From Hartwith Moor to Broadmoor
- Mark Anthony

- Sep 19
- 2 min read

The story of Broadmoor begins with Daniel M'Naghten. In 1843, his trial for the killing of Edward Drummond created the famous M’Naghten Rules, the legal test for insanity that asked whether a man understood the nature of his act, or that it was wrong. Nearly twenty years later, those rules shaped the Criminal Lunatics Act of 1860, which authorised a new kind of institution: an asylum built for offenders judged “not guilty by reason of insanity.”
When Broadmoor opened its doors in 1863, Daniel M’Naghten himself was among the very first prisoners transferred there. With him came others, including James Atkinson, whose sentence was not death on the gallows but indefinite confinement under Her Majesty’s Pleasure.
Broadmoor was raised by convict labour on a Berkshire plateau, walled and watchful, its architecture both fortress and hospital. Life inside was governed by routine: plain meals, shoemaking and tailoring as therapy, the curious “rhubarb treatment”*, and, until 1874, two glasses of beer a day as reward. Escape attempts and sudden violence marked its early years, while the silence of locked wards bore down as heavily as the stone itself.
This is where James’s story ends.
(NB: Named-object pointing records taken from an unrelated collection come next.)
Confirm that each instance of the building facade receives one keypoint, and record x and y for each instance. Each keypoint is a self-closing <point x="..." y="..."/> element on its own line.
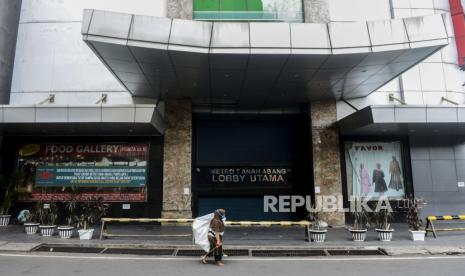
<point x="172" y="108"/>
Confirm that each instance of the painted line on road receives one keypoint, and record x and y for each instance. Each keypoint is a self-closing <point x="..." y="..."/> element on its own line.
<point x="232" y="258"/>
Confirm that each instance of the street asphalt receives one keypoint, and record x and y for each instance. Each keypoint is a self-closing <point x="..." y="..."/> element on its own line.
<point x="78" y="264"/>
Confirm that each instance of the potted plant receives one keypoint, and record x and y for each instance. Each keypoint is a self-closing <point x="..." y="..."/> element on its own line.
<point x="47" y="214"/>
<point x="318" y="228"/>
<point x="359" y="226"/>
<point x="66" y="231"/>
<point x="383" y="226"/>
<point x="28" y="219"/>
<point x="10" y="194"/>
<point x="90" y="212"/>
<point x="414" y="221"/>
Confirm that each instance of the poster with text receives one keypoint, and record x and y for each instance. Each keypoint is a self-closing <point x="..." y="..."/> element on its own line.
<point x="375" y="169"/>
<point x="113" y="171"/>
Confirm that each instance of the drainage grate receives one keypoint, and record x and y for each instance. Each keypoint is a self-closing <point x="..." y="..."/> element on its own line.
<point x="287" y="253"/>
<point x="69" y="249"/>
<point x="139" y="251"/>
<point x="358" y="252"/>
<point x="199" y="253"/>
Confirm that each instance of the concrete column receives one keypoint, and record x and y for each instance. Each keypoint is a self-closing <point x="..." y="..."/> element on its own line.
<point x="177" y="160"/>
<point x="182" y="9"/>
<point x="326" y="155"/>
<point x="316" y="11"/>
<point x="9" y="22"/>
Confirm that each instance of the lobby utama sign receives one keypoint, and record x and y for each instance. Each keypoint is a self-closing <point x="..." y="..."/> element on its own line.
<point x="264" y="175"/>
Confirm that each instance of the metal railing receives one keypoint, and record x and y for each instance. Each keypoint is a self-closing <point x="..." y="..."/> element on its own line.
<point x="249" y="16"/>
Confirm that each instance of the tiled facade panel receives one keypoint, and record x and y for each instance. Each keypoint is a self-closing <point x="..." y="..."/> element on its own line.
<point x="437" y="167"/>
<point x="428" y="83"/>
<point x="51" y="57"/>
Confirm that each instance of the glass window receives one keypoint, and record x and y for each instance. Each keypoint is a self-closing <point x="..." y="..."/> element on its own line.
<point x="249" y="10"/>
<point x="374" y="169"/>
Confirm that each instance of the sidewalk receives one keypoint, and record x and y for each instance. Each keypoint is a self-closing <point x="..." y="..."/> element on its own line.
<point x="12" y="238"/>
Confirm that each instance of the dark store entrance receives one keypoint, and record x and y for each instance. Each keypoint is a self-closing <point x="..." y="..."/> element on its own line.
<point x="237" y="159"/>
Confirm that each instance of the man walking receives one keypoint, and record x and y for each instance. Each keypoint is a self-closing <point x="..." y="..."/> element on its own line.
<point x="215" y="237"/>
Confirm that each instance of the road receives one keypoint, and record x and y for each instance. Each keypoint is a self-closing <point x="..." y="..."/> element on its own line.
<point x="61" y="264"/>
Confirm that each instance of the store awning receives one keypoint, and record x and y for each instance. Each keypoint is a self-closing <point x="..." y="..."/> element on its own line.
<point x="258" y="64"/>
<point x="83" y="120"/>
<point x="405" y="120"/>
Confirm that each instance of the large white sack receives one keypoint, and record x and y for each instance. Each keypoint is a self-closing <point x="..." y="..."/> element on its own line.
<point x="200" y="228"/>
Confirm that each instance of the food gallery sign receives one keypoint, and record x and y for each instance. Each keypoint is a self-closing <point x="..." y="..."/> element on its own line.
<point x="86" y="164"/>
<point x="90" y="176"/>
<point x="262" y="175"/>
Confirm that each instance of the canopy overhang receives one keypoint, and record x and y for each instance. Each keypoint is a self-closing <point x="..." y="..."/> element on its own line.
<point x="125" y="120"/>
<point x="257" y="64"/>
<point x="404" y="120"/>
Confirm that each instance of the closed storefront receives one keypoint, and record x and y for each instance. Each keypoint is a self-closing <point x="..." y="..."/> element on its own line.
<point x="238" y="159"/>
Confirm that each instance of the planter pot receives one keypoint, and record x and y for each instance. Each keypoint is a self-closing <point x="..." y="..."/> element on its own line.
<point x="385" y="234"/>
<point x="358" y="235"/>
<point x="4" y="220"/>
<point x="418" y="235"/>
<point x="31" y="228"/>
<point x="65" y="232"/>
<point x="47" y="230"/>
<point x="317" y="235"/>
<point x="85" y="234"/>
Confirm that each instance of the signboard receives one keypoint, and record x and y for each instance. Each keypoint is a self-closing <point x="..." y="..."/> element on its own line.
<point x="47" y="176"/>
<point x="375" y="169"/>
<point x="246" y="175"/>
<point x="114" y="171"/>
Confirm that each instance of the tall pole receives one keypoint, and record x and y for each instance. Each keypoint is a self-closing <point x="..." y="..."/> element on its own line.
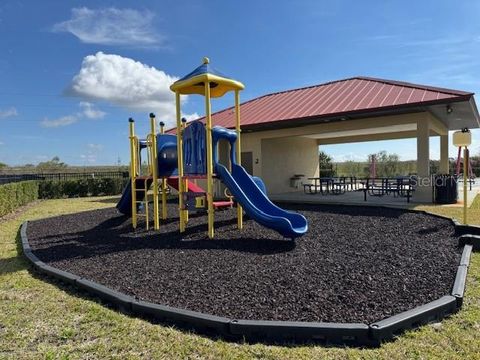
<point x="133" y="170"/>
<point x="164" y="182"/>
<point x="185" y="180"/>
<point x="465" y="177"/>
<point x="180" y="163"/>
<point x="239" y="152"/>
<point x="154" y="157"/>
<point x="208" y="117"/>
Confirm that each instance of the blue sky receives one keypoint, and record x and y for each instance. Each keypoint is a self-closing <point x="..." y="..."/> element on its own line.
<point x="72" y="72"/>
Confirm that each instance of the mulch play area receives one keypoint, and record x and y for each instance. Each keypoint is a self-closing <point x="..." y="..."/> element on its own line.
<point x="355" y="264"/>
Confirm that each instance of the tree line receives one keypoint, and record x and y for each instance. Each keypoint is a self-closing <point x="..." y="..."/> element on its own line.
<point x="387" y="165"/>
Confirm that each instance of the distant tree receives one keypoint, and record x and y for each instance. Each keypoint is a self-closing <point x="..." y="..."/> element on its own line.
<point x="54" y="164"/>
<point x="353" y="168"/>
<point x="387" y="165"/>
<point x="326" y="165"/>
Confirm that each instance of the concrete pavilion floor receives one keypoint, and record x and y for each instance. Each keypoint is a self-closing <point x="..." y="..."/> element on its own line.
<point x="357" y="198"/>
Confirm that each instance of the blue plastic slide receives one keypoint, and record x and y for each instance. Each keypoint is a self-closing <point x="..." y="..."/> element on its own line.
<point x="258" y="206"/>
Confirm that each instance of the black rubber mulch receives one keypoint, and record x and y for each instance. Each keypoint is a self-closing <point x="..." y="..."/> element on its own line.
<point x="355" y="264"/>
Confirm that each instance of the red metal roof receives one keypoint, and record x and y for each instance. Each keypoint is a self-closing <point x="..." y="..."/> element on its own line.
<point x="343" y="97"/>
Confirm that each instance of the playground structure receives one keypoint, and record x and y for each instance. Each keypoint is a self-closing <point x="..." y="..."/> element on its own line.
<point x="192" y="154"/>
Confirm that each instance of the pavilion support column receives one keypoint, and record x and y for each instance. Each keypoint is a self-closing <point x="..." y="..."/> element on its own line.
<point x="423" y="191"/>
<point x="444" y="164"/>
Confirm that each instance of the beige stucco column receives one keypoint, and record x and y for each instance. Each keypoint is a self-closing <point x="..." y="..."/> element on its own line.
<point x="444" y="168"/>
<point x="423" y="191"/>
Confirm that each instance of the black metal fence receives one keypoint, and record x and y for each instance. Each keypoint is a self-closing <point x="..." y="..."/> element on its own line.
<point x="9" y="178"/>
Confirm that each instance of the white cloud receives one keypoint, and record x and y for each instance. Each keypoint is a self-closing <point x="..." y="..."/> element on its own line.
<point x="128" y="83"/>
<point x="95" y="147"/>
<point x="63" y="121"/>
<point x="8" y="113"/>
<point x="89" y="111"/>
<point x="90" y="158"/>
<point x="112" y="26"/>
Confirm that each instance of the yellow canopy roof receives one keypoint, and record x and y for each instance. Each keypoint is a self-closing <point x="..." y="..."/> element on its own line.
<point x="194" y="82"/>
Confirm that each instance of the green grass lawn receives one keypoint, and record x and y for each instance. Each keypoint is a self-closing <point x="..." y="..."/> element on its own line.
<point x="46" y="320"/>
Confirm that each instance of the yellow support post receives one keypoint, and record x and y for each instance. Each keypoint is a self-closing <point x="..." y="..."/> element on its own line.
<point x="465" y="180"/>
<point x="185" y="181"/>
<point x="164" y="182"/>
<point x="147" y="219"/>
<point x="180" y="162"/>
<point x="154" y="163"/>
<point x="208" y="117"/>
<point x="133" y="170"/>
<point x="239" y="152"/>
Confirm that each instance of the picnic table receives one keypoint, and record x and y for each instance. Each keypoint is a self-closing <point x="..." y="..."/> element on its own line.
<point x="327" y="185"/>
<point x="398" y="186"/>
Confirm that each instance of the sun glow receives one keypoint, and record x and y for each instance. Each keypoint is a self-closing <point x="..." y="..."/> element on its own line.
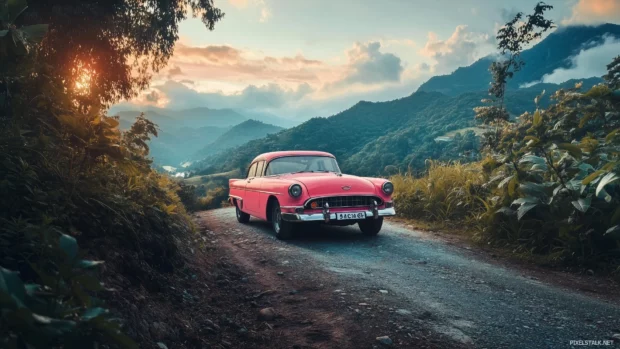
<point x="83" y="78"/>
<point x="83" y="81"/>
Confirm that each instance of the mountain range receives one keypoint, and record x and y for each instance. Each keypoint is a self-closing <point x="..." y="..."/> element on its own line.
<point x="544" y="58"/>
<point x="369" y="137"/>
<point x="191" y="134"/>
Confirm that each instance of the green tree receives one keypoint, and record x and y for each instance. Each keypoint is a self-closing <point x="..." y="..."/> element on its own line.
<point x="115" y="44"/>
<point x="512" y="38"/>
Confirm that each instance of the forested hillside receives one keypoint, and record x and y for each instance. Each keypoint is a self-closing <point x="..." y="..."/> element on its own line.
<point x="70" y="177"/>
<point x="543" y="58"/>
<point x="236" y="136"/>
<point x="368" y="137"/>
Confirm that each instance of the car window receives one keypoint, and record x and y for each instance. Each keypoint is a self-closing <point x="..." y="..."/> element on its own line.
<point x="259" y="169"/>
<point x="252" y="170"/>
<point x="301" y="163"/>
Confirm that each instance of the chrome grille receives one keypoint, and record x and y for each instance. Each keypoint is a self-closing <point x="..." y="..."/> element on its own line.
<point x="345" y="201"/>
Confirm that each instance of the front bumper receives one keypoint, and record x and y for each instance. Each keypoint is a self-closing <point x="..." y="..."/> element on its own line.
<point x="316" y="217"/>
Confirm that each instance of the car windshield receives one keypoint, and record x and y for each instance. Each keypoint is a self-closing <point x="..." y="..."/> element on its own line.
<point x="292" y="164"/>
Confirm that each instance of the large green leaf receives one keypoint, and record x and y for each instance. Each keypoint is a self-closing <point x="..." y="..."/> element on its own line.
<point x="533" y="159"/>
<point x="11" y="283"/>
<point x="526" y="200"/>
<point x="35" y="33"/>
<point x="591" y="177"/>
<point x="582" y="204"/>
<point x="614" y="229"/>
<point x="14" y="9"/>
<point x="537" y="118"/>
<point x="611" y="135"/>
<point x="504" y="182"/>
<point x="69" y="246"/>
<point x="606" y="180"/>
<point x="572" y="149"/>
<point x="533" y="189"/>
<point x="92" y="313"/>
<point x="525" y="208"/>
<point x="87" y="264"/>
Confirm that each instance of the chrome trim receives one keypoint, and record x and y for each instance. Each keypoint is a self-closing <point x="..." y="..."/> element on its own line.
<point x="313" y="217"/>
<point x="331" y="196"/>
<point x="383" y="188"/>
<point x="326" y="214"/>
<point x="289" y="190"/>
<point x="262" y="191"/>
<point x="375" y="209"/>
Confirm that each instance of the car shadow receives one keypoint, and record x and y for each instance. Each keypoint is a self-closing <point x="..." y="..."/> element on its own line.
<point x="317" y="234"/>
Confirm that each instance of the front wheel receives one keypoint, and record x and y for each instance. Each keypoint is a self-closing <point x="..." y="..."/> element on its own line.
<point x="282" y="228"/>
<point x="242" y="217"/>
<point x="371" y="226"/>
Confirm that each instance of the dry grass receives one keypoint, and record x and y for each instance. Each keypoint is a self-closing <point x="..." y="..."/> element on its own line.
<point x="447" y="194"/>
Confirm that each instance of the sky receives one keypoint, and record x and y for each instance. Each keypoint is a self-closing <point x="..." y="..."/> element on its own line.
<point x="300" y="59"/>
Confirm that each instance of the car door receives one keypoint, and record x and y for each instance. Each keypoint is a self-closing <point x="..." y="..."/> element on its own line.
<point x="247" y="205"/>
<point x="253" y="189"/>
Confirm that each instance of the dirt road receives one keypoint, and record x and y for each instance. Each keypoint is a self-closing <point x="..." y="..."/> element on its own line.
<point x="409" y="287"/>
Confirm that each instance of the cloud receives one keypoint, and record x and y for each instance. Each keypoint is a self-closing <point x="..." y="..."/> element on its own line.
<point x="367" y="66"/>
<point x="152" y="96"/>
<point x="227" y="63"/>
<point x="240" y="4"/>
<point x="265" y="11"/>
<point x="227" y="77"/>
<point x="508" y="14"/>
<point x="174" y="71"/>
<point x="176" y="95"/>
<point x="462" y="48"/>
<point x="594" y="12"/>
<point x="589" y="62"/>
<point x="265" y="14"/>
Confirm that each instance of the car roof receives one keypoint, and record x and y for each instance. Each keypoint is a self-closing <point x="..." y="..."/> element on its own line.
<point x="278" y="154"/>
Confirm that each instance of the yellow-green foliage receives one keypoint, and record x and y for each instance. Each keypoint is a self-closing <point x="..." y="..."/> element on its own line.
<point x="447" y="193"/>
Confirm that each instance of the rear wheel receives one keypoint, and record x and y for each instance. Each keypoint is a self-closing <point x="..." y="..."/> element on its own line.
<point x="282" y="228"/>
<point x="242" y="217"/>
<point x="371" y="226"/>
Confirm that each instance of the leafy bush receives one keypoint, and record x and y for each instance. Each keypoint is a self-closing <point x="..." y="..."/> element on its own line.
<point x="556" y="179"/>
<point x="59" y="311"/>
<point x="445" y="194"/>
<point x="67" y="171"/>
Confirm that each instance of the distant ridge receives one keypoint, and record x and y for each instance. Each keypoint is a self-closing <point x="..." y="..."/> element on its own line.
<point x="548" y="55"/>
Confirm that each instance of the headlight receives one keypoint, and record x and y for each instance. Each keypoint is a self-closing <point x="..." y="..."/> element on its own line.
<point x="294" y="190"/>
<point x="388" y="188"/>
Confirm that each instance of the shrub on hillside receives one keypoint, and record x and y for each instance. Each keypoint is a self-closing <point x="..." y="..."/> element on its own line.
<point x="447" y="193"/>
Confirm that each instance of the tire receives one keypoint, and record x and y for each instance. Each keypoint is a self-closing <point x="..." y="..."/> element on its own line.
<point x="283" y="229"/>
<point x="242" y="217"/>
<point x="371" y="226"/>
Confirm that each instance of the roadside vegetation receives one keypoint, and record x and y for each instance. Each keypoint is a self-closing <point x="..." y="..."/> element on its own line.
<point x="69" y="177"/>
<point x="206" y="192"/>
<point x="548" y="184"/>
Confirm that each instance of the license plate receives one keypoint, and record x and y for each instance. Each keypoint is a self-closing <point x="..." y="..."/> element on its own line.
<point x="350" y="215"/>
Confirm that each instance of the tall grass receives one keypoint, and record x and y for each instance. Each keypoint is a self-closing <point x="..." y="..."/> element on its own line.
<point x="447" y="194"/>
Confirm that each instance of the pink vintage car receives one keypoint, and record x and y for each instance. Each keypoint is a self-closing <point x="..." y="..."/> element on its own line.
<point x="291" y="187"/>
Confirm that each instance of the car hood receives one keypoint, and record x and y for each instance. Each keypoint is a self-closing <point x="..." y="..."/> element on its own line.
<point x="330" y="184"/>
But our film Sweetheart: Angel of the Moor begins elsewhere, on Hartwith Moor, a place bound in English folklore to death and the uncanny. By opening and closing the film on that windswept landscape, we link Mary-Jane Skaife’s final steps to the broader cultural truth: from moorland freedom to Broadmoor’s confinement, this is a journey where love, loss, and death are forever entwined.
* The “Rhubarb Treatment” was introduced under Broadmoor’s first superintendent, Dr John Meyer. Rhubarb was cultivated on the asylum farm and each patient consumed an average of 50 lbs a year. It was believed to cleanse body and mind, one of the many crude remedies of Victorian psychiatry.